“Do something wonderful, people may imitate it.” – Albert Schweitzer
In these times where oil and electricity prices are steadily rising, it should be the architect’s prerogative to design and build structures that are more efficient and sustainable – Green Architecture. Even as the Republic is screaming for lower fuel and electricity costs, we as architects’ should look into our work and see what we can offer and contribute. As numerous researches and studies have concluded, daylighting and its integration with electric lighting significantly reduce the amount of electricity that is needed to illuminate buildings. Organizations such as the US Green Building Council and its local counterpart the Philippine Green Building Council are actively advocating Green Architecture which promises a more efficient and sustainable use of the country’s resources. The US currently gives recognition to buildings that are on a certain level of efficiency through a point-based certification system known as the The Leadership in Energy and Environmental Design (LEED) Green Building Rating System. Through its recognition system, building professionals are inclined to design their buildings under a set criterion. LEED is a third party certification program and the nationally accepted benchmark for the design, construction and operation of high performance green buildings. LEED gives building owners and operators the tools they need to have an immediate and measurable impact on their buildings’ performance. LEED promotes a whole-building approach to sustainability by recognizing performance in five key areas of human and environmental health: sustainable site development, water savings, energy efficiency, materials selection and indoor environmental quality.
Efficiently lighting interiors is just one of the many aspects of design that an architect may tackle, it is however one of the most challenging and fruitful task that once perfected will certainly be beneficial to the building as it increases its life-cycle, the occupant as it promotes a healthier working (or living) condition and the environment as it lessens the impact of using electric power.

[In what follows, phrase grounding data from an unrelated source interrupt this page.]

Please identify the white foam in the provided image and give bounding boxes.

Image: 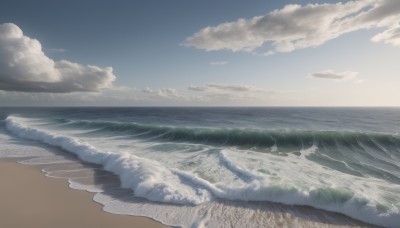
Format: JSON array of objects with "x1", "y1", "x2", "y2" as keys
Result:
[
  {"x1": 218, "y1": 149, "x2": 264, "y2": 181},
  {"x1": 0, "y1": 131, "x2": 55, "y2": 158},
  {"x1": 19, "y1": 155, "x2": 77, "y2": 164},
  {"x1": 68, "y1": 180, "x2": 107, "y2": 193},
  {"x1": 6, "y1": 116, "x2": 211, "y2": 205},
  {"x1": 299, "y1": 144, "x2": 318, "y2": 158}
]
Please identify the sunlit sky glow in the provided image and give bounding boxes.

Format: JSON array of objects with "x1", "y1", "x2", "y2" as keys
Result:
[{"x1": 0, "y1": 0, "x2": 399, "y2": 106}]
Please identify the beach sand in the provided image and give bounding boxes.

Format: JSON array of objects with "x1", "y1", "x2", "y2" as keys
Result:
[{"x1": 0, "y1": 158, "x2": 169, "y2": 228}]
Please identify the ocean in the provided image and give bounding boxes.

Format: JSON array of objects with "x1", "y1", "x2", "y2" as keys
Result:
[{"x1": 0, "y1": 107, "x2": 399, "y2": 227}]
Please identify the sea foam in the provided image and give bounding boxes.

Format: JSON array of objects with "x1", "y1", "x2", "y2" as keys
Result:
[{"x1": 5, "y1": 115, "x2": 211, "y2": 205}]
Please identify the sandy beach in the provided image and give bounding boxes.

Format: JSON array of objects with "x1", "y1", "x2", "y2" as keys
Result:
[{"x1": 0, "y1": 158, "x2": 168, "y2": 228}]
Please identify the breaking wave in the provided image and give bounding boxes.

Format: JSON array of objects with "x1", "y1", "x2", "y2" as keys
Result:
[{"x1": 5, "y1": 115, "x2": 400, "y2": 227}]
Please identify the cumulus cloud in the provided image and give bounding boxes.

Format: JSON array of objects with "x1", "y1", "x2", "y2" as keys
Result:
[
  {"x1": 0, "y1": 23, "x2": 116, "y2": 93},
  {"x1": 184, "y1": 0, "x2": 400, "y2": 54},
  {"x1": 310, "y1": 70, "x2": 359, "y2": 80}
]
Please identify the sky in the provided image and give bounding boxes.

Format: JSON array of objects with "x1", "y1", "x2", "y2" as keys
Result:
[{"x1": 0, "y1": 0, "x2": 399, "y2": 106}]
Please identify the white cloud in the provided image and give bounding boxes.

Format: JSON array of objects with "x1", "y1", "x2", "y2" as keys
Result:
[
  {"x1": 0, "y1": 23, "x2": 116, "y2": 93},
  {"x1": 371, "y1": 24, "x2": 400, "y2": 46},
  {"x1": 142, "y1": 87, "x2": 185, "y2": 100},
  {"x1": 310, "y1": 70, "x2": 359, "y2": 80},
  {"x1": 184, "y1": 0, "x2": 400, "y2": 54},
  {"x1": 209, "y1": 61, "x2": 228, "y2": 65}
]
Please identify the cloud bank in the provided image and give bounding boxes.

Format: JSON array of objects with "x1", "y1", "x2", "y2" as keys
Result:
[
  {"x1": 0, "y1": 23, "x2": 116, "y2": 93},
  {"x1": 0, "y1": 83, "x2": 277, "y2": 106},
  {"x1": 185, "y1": 0, "x2": 400, "y2": 53},
  {"x1": 142, "y1": 87, "x2": 184, "y2": 100},
  {"x1": 310, "y1": 70, "x2": 359, "y2": 80},
  {"x1": 186, "y1": 83, "x2": 275, "y2": 104},
  {"x1": 188, "y1": 83, "x2": 270, "y2": 92}
]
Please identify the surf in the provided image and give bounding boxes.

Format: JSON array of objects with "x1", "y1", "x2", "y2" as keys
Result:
[{"x1": 4, "y1": 115, "x2": 400, "y2": 227}]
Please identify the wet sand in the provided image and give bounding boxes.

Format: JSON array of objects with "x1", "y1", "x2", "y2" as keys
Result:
[
  {"x1": 0, "y1": 157, "x2": 376, "y2": 228},
  {"x1": 0, "y1": 158, "x2": 169, "y2": 228}
]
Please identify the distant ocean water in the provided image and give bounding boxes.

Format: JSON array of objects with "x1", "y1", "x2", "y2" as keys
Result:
[{"x1": 0, "y1": 107, "x2": 399, "y2": 227}]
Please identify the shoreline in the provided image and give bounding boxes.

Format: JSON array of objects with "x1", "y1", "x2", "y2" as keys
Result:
[
  {"x1": 0, "y1": 156, "x2": 377, "y2": 228},
  {"x1": 0, "y1": 158, "x2": 169, "y2": 228}
]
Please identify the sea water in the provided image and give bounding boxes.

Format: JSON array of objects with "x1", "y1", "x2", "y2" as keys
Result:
[{"x1": 0, "y1": 107, "x2": 399, "y2": 227}]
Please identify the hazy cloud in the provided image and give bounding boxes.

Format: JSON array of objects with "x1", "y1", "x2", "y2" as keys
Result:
[
  {"x1": 190, "y1": 85, "x2": 276, "y2": 106},
  {"x1": 137, "y1": 84, "x2": 275, "y2": 105},
  {"x1": 188, "y1": 83, "x2": 270, "y2": 92},
  {"x1": 209, "y1": 61, "x2": 228, "y2": 65},
  {"x1": 310, "y1": 70, "x2": 359, "y2": 80},
  {"x1": 142, "y1": 87, "x2": 185, "y2": 100},
  {"x1": 0, "y1": 23, "x2": 116, "y2": 93},
  {"x1": 0, "y1": 84, "x2": 279, "y2": 106},
  {"x1": 187, "y1": 83, "x2": 275, "y2": 105},
  {"x1": 185, "y1": 0, "x2": 400, "y2": 54},
  {"x1": 47, "y1": 48, "x2": 67, "y2": 53},
  {"x1": 371, "y1": 24, "x2": 400, "y2": 46},
  {"x1": 0, "y1": 89, "x2": 137, "y2": 106}
]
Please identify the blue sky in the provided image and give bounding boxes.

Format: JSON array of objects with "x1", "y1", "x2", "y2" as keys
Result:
[{"x1": 0, "y1": 0, "x2": 399, "y2": 106}]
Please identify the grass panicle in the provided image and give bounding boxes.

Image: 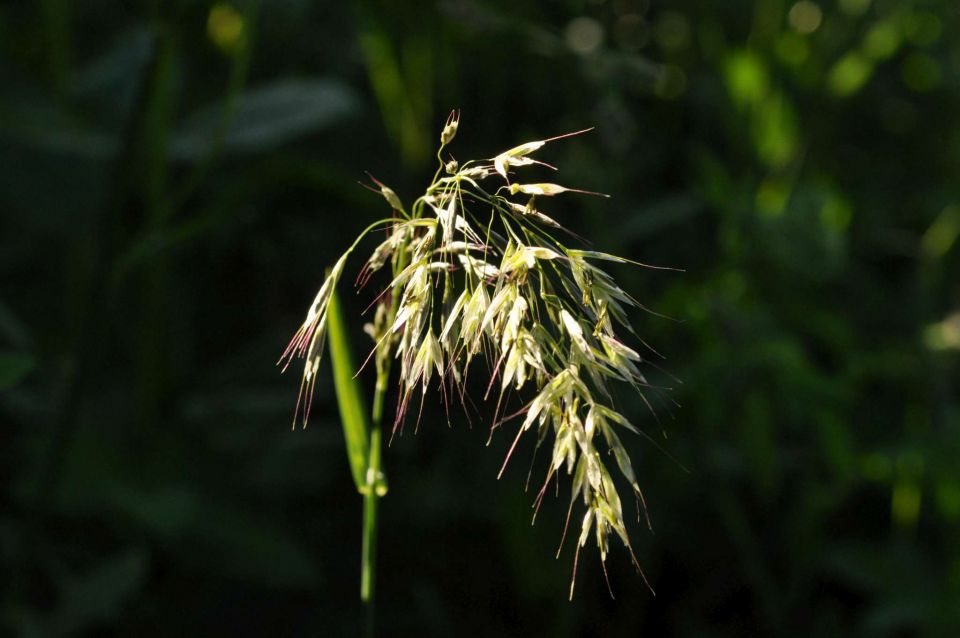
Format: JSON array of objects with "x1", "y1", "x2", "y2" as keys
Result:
[{"x1": 280, "y1": 112, "x2": 676, "y2": 598}]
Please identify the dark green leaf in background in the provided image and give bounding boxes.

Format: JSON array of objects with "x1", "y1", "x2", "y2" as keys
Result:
[{"x1": 170, "y1": 79, "x2": 361, "y2": 160}]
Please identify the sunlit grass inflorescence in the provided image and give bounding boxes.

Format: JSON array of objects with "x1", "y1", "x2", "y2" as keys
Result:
[{"x1": 280, "y1": 111, "x2": 676, "y2": 597}]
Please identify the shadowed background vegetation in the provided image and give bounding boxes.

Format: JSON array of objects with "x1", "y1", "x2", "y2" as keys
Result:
[{"x1": 2, "y1": 0, "x2": 959, "y2": 636}]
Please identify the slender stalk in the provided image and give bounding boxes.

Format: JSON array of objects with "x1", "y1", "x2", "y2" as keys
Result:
[
  {"x1": 361, "y1": 367, "x2": 387, "y2": 638},
  {"x1": 361, "y1": 374, "x2": 386, "y2": 602},
  {"x1": 360, "y1": 236, "x2": 405, "y2": 631},
  {"x1": 360, "y1": 426, "x2": 382, "y2": 602}
]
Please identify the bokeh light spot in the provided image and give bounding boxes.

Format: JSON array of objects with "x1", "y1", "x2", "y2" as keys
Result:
[
  {"x1": 921, "y1": 205, "x2": 960, "y2": 260},
  {"x1": 756, "y1": 179, "x2": 790, "y2": 216},
  {"x1": 655, "y1": 11, "x2": 690, "y2": 51},
  {"x1": 839, "y1": 0, "x2": 871, "y2": 16},
  {"x1": 821, "y1": 196, "x2": 852, "y2": 232},
  {"x1": 788, "y1": 1, "x2": 823, "y2": 35},
  {"x1": 905, "y1": 11, "x2": 942, "y2": 47},
  {"x1": 566, "y1": 17, "x2": 605, "y2": 55},
  {"x1": 725, "y1": 51, "x2": 769, "y2": 106},
  {"x1": 863, "y1": 20, "x2": 900, "y2": 61},
  {"x1": 828, "y1": 52, "x2": 873, "y2": 97},
  {"x1": 207, "y1": 3, "x2": 245, "y2": 55},
  {"x1": 892, "y1": 482, "x2": 922, "y2": 529},
  {"x1": 754, "y1": 94, "x2": 798, "y2": 167},
  {"x1": 924, "y1": 312, "x2": 960, "y2": 351}
]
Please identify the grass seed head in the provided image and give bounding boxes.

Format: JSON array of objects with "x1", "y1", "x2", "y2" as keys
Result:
[{"x1": 282, "y1": 113, "x2": 674, "y2": 598}]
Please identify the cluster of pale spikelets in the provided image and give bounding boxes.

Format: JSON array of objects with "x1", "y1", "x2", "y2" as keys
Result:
[{"x1": 280, "y1": 111, "x2": 675, "y2": 597}]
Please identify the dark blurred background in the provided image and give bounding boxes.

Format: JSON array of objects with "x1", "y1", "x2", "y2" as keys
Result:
[{"x1": 2, "y1": 0, "x2": 959, "y2": 636}]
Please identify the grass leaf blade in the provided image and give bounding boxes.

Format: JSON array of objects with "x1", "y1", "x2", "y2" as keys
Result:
[{"x1": 327, "y1": 286, "x2": 370, "y2": 493}]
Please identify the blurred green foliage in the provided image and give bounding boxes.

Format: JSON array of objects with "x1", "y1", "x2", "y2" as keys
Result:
[{"x1": 1, "y1": 0, "x2": 958, "y2": 636}]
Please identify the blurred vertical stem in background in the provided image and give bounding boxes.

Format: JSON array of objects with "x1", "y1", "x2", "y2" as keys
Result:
[
  {"x1": 137, "y1": 0, "x2": 257, "y2": 430},
  {"x1": 173, "y1": 0, "x2": 259, "y2": 208},
  {"x1": 353, "y1": 0, "x2": 432, "y2": 168},
  {"x1": 326, "y1": 288, "x2": 388, "y2": 631},
  {"x1": 134, "y1": 21, "x2": 178, "y2": 427}
]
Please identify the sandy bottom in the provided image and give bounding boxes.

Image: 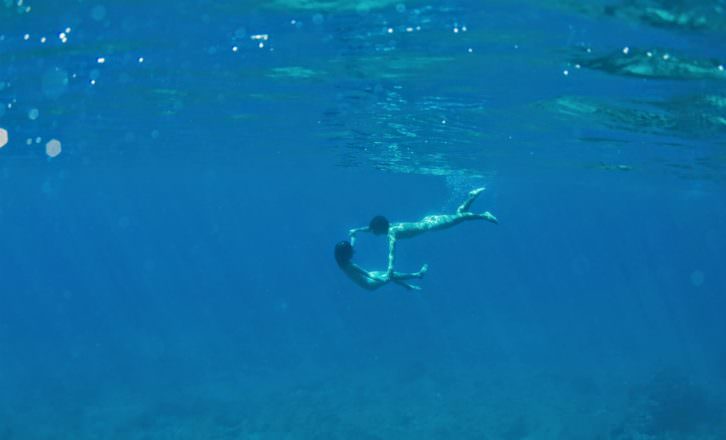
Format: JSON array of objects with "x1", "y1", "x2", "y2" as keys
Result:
[{"x1": 2, "y1": 361, "x2": 724, "y2": 440}]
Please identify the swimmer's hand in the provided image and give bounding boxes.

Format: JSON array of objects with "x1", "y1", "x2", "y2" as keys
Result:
[
  {"x1": 348, "y1": 226, "x2": 368, "y2": 246},
  {"x1": 483, "y1": 212, "x2": 498, "y2": 224}
]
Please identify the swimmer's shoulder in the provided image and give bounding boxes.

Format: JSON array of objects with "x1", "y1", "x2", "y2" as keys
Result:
[{"x1": 388, "y1": 223, "x2": 405, "y2": 235}]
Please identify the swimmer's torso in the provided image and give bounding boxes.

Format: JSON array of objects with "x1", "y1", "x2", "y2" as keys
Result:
[
  {"x1": 390, "y1": 214, "x2": 466, "y2": 239},
  {"x1": 340, "y1": 263, "x2": 386, "y2": 291}
]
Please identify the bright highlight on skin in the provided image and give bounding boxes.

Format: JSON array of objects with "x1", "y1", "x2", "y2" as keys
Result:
[{"x1": 0, "y1": 128, "x2": 8, "y2": 148}]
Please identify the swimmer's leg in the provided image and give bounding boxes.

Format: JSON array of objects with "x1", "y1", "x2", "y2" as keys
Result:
[
  {"x1": 390, "y1": 264, "x2": 428, "y2": 280},
  {"x1": 457, "y1": 211, "x2": 498, "y2": 224},
  {"x1": 393, "y1": 279, "x2": 422, "y2": 291},
  {"x1": 457, "y1": 187, "x2": 486, "y2": 214},
  {"x1": 389, "y1": 264, "x2": 428, "y2": 290},
  {"x1": 478, "y1": 211, "x2": 498, "y2": 224}
]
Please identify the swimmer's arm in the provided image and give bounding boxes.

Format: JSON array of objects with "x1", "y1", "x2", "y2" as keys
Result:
[
  {"x1": 349, "y1": 262, "x2": 375, "y2": 279},
  {"x1": 386, "y1": 233, "x2": 397, "y2": 276},
  {"x1": 348, "y1": 226, "x2": 370, "y2": 246},
  {"x1": 343, "y1": 260, "x2": 380, "y2": 279}
]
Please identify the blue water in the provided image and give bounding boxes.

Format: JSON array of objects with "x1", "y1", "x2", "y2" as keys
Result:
[{"x1": 2, "y1": 0, "x2": 726, "y2": 438}]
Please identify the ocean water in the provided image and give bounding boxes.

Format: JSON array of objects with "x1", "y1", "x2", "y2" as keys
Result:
[{"x1": 1, "y1": 0, "x2": 726, "y2": 438}]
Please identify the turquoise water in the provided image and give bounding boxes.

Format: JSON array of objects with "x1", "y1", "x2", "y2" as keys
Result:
[{"x1": 1, "y1": 0, "x2": 726, "y2": 438}]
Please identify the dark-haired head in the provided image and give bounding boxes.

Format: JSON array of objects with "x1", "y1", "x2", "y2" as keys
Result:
[
  {"x1": 369, "y1": 215, "x2": 389, "y2": 235},
  {"x1": 334, "y1": 240, "x2": 354, "y2": 266}
]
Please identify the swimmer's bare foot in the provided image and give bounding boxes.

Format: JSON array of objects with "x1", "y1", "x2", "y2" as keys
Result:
[
  {"x1": 458, "y1": 188, "x2": 487, "y2": 214},
  {"x1": 469, "y1": 187, "x2": 486, "y2": 197},
  {"x1": 482, "y1": 211, "x2": 498, "y2": 224},
  {"x1": 418, "y1": 264, "x2": 429, "y2": 277}
]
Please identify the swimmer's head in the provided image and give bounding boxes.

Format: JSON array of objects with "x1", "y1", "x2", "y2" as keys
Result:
[
  {"x1": 369, "y1": 215, "x2": 389, "y2": 235},
  {"x1": 334, "y1": 240, "x2": 354, "y2": 266}
]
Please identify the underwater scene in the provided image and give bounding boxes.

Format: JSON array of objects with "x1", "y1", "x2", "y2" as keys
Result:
[{"x1": 1, "y1": 0, "x2": 726, "y2": 438}]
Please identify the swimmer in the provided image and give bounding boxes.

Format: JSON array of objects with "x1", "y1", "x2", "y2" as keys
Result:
[
  {"x1": 334, "y1": 241, "x2": 428, "y2": 291},
  {"x1": 349, "y1": 188, "x2": 497, "y2": 275}
]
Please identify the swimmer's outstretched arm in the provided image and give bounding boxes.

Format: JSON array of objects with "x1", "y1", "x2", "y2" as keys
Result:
[
  {"x1": 386, "y1": 233, "x2": 398, "y2": 276},
  {"x1": 348, "y1": 226, "x2": 370, "y2": 246}
]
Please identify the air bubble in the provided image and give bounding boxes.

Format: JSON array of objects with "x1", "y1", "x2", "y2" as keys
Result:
[{"x1": 46, "y1": 139, "x2": 62, "y2": 158}]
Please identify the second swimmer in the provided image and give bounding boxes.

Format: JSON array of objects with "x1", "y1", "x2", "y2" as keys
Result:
[{"x1": 348, "y1": 187, "x2": 498, "y2": 276}]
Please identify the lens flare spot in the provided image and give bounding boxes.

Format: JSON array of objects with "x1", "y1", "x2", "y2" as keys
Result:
[
  {"x1": 0, "y1": 128, "x2": 8, "y2": 148},
  {"x1": 46, "y1": 139, "x2": 62, "y2": 158}
]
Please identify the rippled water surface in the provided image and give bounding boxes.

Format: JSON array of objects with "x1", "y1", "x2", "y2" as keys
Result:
[{"x1": 1, "y1": 1, "x2": 725, "y2": 439}]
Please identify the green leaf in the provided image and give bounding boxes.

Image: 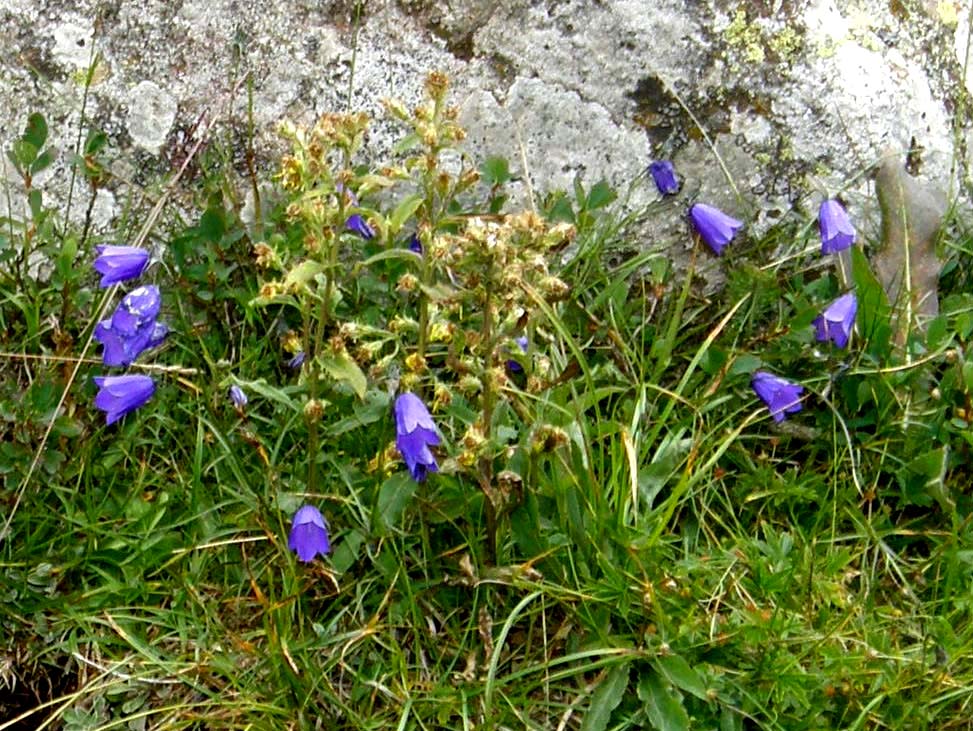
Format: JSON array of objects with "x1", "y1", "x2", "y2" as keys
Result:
[
  {"x1": 586, "y1": 180, "x2": 617, "y2": 211},
  {"x1": 30, "y1": 149, "x2": 55, "y2": 176},
  {"x1": 638, "y1": 671, "x2": 689, "y2": 731},
  {"x1": 84, "y1": 128, "x2": 108, "y2": 155},
  {"x1": 24, "y1": 112, "x2": 48, "y2": 149},
  {"x1": 320, "y1": 350, "x2": 367, "y2": 399},
  {"x1": 481, "y1": 156, "x2": 511, "y2": 186},
  {"x1": 654, "y1": 655, "x2": 709, "y2": 702},
  {"x1": 56, "y1": 236, "x2": 79, "y2": 280},
  {"x1": 375, "y1": 472, "x2": 417, "y2": 532},
  {"x1": 392, "y1": 133, "x2": 421, "y2": 155},
  {"x1": 10, "y1": 139, "x2": 37, "y2": 170},
  {"x1": 581, "y1": 662, "x2": 630, "y2": 731},
  {"x1": 237, "y1": 380, "x2": 303, "y2": 412},
  {"x1": 388, "y1": 194, "x2": 424, "y2": 235},
  {"x1": 850, "y1": 246, "x2": 892, "y2": 357},
  {"x1": 282, "y1": 260, "x2": 325, "y2": 292},
  {"x1": 324, "y1": 389, "x2": 391, "y2": 436}
]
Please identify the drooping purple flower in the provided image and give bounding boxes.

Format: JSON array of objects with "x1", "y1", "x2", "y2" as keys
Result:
[
  {"x1": 751, "y1": 371, "x2": 804, "y2": 422},
  {"x1": 93, "y1": 285, "x2": 167, "y2": 367},
  {"x1": 506, "y1": 335, "x2": 529, "y2": 373},
  {"x1": 649, "y1": 160, "x2": 680, "y2": 196},
  {"x1": 345, "y1": 214, "x2": 375, "y2": 240},
  {"x1": 93, "y1": 374, "x2": 156, "y2": 425},
  {"x1": 287, "y1": 351, "x2": 306, "y2": 369},
  {"x1": 111, "y1": 285, "x2": 162, "y2": 336},
  {"x1": 813, "y1": 292, "x2": 858, "y2": 348},
  {"x1": 394, "y1": 392, "x2": 440, "y2": 482},
  {"x1": 229, "y1": 384, "x2": 248, "y2": 408},
  {"x1": 819, "y1": 199, "x2": 856, "y2": 254},
  {"x1": 408, "y1": 233, "x2": 422, "y2": 254},
  {"x1": 689, "y1": 203, "x2": 744, "y2": 255},
  {"x1": 288, "y1": 504, "x2": 331, "y2": 562},
  {"x1": 92, "y1": 245, "x2": 150, "y2": 287}
]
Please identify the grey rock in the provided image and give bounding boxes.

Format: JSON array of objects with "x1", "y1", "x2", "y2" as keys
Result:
[
  {"x1": 0, "y1": 0, "x2": 967, "y2": 250},
  {"x1": 872, "y1": 150, "x2": 946, "y2": 338}
]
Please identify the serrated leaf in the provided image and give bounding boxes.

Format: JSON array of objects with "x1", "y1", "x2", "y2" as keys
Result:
[
  {"x1": 388, "y1": 194, "x2": 424, "y2": 235},
  {"x1": 638, "y1": 672, "x2": 689, "y2": 731},
  {"x1": 24, "y1": 112, "x2": 48, "y2": 149},
  {"x1": 654, "y1": 655, "x2": 708, "y2": 702},
  {"x1": 581, "y1": 662, "x2": 630, "y2": 731},
  {"x1": 320, "y1": 350, "x2": 367, "y2": 399},
  {"x1": 481, "y1": 156, "x2": 511, "y2": 186}
]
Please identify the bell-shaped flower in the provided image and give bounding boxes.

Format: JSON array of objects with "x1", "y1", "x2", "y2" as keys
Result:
[
  {"x1": 93, "y1": 374, "x2": 156, "y2": 425},
  {"x1": 394, "y1": 392, "x2": 440, "y2": 482},
  {"x1": 229, "y1": 385, "x2": 248, "y2": 408},
  {"x1": 819, "y1": 199, "x2": 856, "y2": 254},
  {"x1": 506, "y1": 336, "x2": 529, "y2": 373},
  {"x1": 94, "y1": 286, "x2": 167, "y2": 367},
  {"x1": 649, "y1": 160, "x2": 680, "y2": 196},
  {"x1": 287, "y1": 351, "x2": 306, "y2": 369},
  {"x1": 93, "y1": 245, "x2": 150, "y2": 287},
  {"x1": 345, "y1": 214, "x2": 375, "y2": 240},
  {"x1": 288, "y1": 505, "x2": 331, "y2": 562},
  {"x1": 689, "y1": 203, "x2": 743, "y2": 255},
  {"x1": 408, "y1": 233, "x2": 423, "y2": 254},
  {"x1": 813, "y1": 292, "x2": 857, "y2": 348},
  {"x1": 751, "y1": 371, "x2": 804, "y2": 422}
]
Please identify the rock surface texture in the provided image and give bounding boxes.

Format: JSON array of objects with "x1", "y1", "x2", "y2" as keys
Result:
[{"x1": 0, "y1": 0, "x2": 969, "y2": 249}]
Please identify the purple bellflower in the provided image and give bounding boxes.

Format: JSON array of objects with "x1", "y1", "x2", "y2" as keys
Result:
[
  {"x1": 93, "y1": 374, "x2": 156, "y2": 425},
  {"x1": 506, "y1": 336, "x2": 529, "y2": 373},
  {"x1": 751, "y1": 371, "x2": 804, "y2": 422},
  {"x1": 689, "y1": 203, "x2": 744, "y2": 255},
  {"x1": 819, "y1": 199, "x2": 856, "y2": 254},
  {"x1": 94, "y1": 285, "x2": 167, "y2": 367},
  {"x1": 229, "y1": 385, "x2": 248, "y2": 408},
  {"x1": 345, "y1": 214, "x2": 375, "y2": 240},
  {"x1": 288, "y1": 505, "x2": 331, "y2": 562},
  {"x1": 394, "y1": 392, "x2": 440, "y2": 482},
  {"x1": 408, "y1": 233, "x2": 422, "y2": 254},
  {"x1": 813, "y1": 292, "x2": 857, "y2": 348},
  {"x1": 649, "y1": 160, "x2": 680, "y2": 196},
  {"x1": 288, "y1": 351, "x2": 306, "y2": 369},
  {"x1": 93, "y1": 245, "x2": 150, "y2": 287}
]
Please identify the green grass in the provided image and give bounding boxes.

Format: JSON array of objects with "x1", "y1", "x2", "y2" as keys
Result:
[{"x1": 3, "y1": 86, "x2": 973, "y2": 731}]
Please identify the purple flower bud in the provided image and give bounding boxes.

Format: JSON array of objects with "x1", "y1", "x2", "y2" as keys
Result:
[
  {"x1": 345, "y1": 214, "x2": 375, "y2": 240},
  {"x1": 751, "y1": 371, "x2": 804, "y2": 422},
  {"x1": 819, "y1": 199, "x2": 856, "y2": 254},
  {"x1": 649, "y1": 160, "x2": 680, "y2": 196},
  {"x1": 288, "y1": 504, "x2": 331, "y2": 562},
  {"x1": 93, "y1": 245, "x2": 150, "y2": 287},
  {"x1": 394, "y1": 392, "x2": 440, "y2": 482},
  {"x1": 506, "y1": 335, "x2": 529, "y2": 373},
  {"x1": 813, "y1": 292, "x2": 857, "y2": 349},
  {"x1": 287, "y1": 351, "x2": 306, "y2": 369},
  {"x1": 93, "y1": 374, "x2": 156, "y2": 425},
  {"x1": 408, "y1": 233, "x2": 422, "y2": 254},
  {"x1": 336, "y1": 183, "x2": 359, "y2": 207},
  {"x1": 689, "y1": 203, "x2": 744, "y2": 255},
  {"x1": 229, "y1": 385, "x2": 248, "y2": 408}
]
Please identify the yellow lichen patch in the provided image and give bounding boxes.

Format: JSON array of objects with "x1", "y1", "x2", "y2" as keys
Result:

“Better to do something imperfectly than to do nothing flawlessly.” – Robert H. Schuller
In the local practice of architecture, lighting is often given little attention by the architect. Being the chief professional in the design of buildings, they tend to overlook the value of proper lighting design and its effects on the overall performance of the building and its occupants. In most cases, the architect leaves the electric lighting design to other professionals and would account for the failure to achieve the goal of a well illuminated and comfortable built-environment; after all, architecture is about the marriage of art and engineering.
A critical planning element in any building or renovation project is the lighting system. Both Daylighting and Electric Lighting systems are significant for two reasons; the first being the unwarranted amount of energy that electric lighting can consume compared to the rest of a facility; and the second reason is the effect of light on the behaviour and performance of the building occupants. Lighting systems must be selected carefully to ensure that both the facility and the people using them can operate effectively and efficiently. The best lighting decisions are made when the architect understands the appropriate application for different types of equipment and successfully integrates the daylight and electric lighting system.
When properly designed and effectively integrated, the unified daylighting and electric lighting system can offer significant energy savings by offsetting a portion of the electric lighting load. A related benefit is the reduction in cooling capacity and use by lowering a significant component of internal gains. In addition to energy savings, daylighting generally improves occupant satisfaction and comfort. Studies in the United States are implying improvements in productivity and health in day-lit schools and offices. Windows have more pragmatic uses providing visual relief, interaction with nature, sense of time, orientation, ventilation, and in emergency cases – egress.